You have different options, depending on what your goals are and how in-depth the feedback is that you want to get.
Analytics will tell you what they have done, but they won't tell you why they have done it, and being able to understand why an action was (or was not) taken is often what will give you the insight necessary to address the actual issue. Implementing analytics in your application might or might not be easy, depending on many factors.
User testing will give you feedback without having to worry about users not wanting to type in a question. Depending on the feedback that you need and your userbase, a user test can be as simple as hanging out in a coffee shop with gift cards and gathering feedback (quick and dirty, cheap) to actually recruiting users and talking to them as they do something with your mobile app (a more standard usability study, but takes more time and you should compensate your users for their time giving you their feedback).

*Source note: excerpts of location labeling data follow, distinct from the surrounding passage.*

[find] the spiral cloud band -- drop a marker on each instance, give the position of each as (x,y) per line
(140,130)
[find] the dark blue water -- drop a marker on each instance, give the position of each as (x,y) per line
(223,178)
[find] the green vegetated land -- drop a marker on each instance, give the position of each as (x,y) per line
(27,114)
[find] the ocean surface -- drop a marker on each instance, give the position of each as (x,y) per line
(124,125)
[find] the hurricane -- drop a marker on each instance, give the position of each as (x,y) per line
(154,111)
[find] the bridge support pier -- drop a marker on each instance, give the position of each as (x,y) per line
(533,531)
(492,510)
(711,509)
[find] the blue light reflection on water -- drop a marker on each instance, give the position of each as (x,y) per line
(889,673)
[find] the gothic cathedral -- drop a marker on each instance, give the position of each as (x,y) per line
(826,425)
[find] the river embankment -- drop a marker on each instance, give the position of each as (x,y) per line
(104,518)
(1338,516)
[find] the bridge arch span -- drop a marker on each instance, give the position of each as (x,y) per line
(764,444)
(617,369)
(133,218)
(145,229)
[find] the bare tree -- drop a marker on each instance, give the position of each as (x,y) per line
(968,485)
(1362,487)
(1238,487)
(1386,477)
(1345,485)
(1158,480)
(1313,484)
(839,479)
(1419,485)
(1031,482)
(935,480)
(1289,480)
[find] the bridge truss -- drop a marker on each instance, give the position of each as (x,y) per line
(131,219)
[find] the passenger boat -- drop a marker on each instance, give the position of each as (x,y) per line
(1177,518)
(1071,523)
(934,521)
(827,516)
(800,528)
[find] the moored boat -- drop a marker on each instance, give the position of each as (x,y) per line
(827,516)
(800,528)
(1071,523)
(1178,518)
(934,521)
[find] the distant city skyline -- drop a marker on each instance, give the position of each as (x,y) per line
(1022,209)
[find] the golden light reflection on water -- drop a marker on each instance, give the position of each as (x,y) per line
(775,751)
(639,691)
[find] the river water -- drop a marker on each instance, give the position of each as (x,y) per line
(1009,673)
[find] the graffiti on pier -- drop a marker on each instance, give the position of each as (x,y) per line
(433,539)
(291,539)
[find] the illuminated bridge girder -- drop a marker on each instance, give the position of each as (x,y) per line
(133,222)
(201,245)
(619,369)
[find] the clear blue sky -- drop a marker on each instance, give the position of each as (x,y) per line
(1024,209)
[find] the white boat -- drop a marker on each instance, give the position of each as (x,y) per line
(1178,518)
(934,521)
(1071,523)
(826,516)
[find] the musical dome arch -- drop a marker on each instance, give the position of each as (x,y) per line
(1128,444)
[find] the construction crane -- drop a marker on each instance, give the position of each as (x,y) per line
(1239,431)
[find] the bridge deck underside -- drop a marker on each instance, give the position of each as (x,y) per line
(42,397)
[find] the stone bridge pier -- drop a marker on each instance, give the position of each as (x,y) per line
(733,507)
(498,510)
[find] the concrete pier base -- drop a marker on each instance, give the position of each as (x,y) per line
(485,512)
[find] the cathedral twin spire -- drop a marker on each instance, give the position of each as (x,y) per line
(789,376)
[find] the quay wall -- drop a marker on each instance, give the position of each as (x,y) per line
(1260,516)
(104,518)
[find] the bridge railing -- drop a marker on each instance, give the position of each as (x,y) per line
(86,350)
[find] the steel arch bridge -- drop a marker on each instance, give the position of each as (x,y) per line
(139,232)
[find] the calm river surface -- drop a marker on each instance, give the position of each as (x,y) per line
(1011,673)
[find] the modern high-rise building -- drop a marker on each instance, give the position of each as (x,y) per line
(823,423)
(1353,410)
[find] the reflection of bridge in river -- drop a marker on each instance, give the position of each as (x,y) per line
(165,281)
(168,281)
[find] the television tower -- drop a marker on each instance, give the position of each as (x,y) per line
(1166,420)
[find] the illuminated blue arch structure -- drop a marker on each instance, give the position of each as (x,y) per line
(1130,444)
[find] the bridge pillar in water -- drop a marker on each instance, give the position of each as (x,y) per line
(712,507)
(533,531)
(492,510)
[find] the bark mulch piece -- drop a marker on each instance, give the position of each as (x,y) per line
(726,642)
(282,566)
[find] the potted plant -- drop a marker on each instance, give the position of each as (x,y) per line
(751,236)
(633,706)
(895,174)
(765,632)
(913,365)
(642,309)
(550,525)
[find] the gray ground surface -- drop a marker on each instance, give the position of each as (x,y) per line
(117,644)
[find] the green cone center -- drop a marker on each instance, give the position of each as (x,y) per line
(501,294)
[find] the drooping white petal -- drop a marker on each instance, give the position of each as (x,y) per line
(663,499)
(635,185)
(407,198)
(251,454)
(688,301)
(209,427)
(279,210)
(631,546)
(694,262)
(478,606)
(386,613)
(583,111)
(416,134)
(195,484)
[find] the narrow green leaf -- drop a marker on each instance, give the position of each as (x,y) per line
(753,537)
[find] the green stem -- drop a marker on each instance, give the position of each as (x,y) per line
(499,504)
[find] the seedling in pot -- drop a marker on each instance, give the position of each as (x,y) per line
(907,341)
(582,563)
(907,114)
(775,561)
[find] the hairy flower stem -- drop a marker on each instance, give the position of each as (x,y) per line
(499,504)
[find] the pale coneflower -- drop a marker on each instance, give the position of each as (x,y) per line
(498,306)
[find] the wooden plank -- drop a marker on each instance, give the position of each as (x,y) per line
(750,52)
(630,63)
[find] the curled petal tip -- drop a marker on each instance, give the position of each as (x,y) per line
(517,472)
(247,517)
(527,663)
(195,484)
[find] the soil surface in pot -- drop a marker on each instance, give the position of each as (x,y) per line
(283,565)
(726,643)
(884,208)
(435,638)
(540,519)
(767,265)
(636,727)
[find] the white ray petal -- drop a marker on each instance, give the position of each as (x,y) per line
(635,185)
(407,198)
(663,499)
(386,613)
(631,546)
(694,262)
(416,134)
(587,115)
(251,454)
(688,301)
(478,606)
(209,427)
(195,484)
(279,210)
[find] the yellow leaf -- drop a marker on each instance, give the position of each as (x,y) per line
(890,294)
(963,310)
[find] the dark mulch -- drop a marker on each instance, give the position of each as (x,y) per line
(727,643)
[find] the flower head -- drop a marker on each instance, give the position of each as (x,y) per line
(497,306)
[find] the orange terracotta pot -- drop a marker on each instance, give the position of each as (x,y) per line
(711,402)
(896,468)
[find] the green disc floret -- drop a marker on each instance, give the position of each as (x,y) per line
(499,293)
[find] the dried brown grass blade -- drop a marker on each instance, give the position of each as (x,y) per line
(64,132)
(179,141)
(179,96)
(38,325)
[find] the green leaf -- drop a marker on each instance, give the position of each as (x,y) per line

A survey can give you some feedback. A survey should be easy to respond to. The easier that it is for your users to respond to your survey, the higher your response rate is. Part of that is the length of the survey (number of questions), part of that is the type of response you expect (choosing one answer from a list of five is faster than typing). To help increase your response rate, you can provide some kind of incentive for completing it. The longer your survey is, the better the incentive should be; for a short survey, a simple entry into a drawing for a $50 gift card will help you get a better response rate. There's the overhead of getting responses from a representative group of users, and the time necessary to analyze the data (which is obviously dependent on how many questions you ask), so this can be somewhat quick and somewhat cheap, but isn't necessarily either of those. If you don't have experience in running a survey, your survey should be very short and you should do a little bit of reading up on survey best practices. The University of Wisconsin at Madison has some survey best practices for their service. (I'm not affiliated with them, I just think that this is a pretty good list of best practices.)
Each of these options has their strengths and weaknesses. You'll have to choose which one best meets your needs and can address the questions that you have in the time that you have available.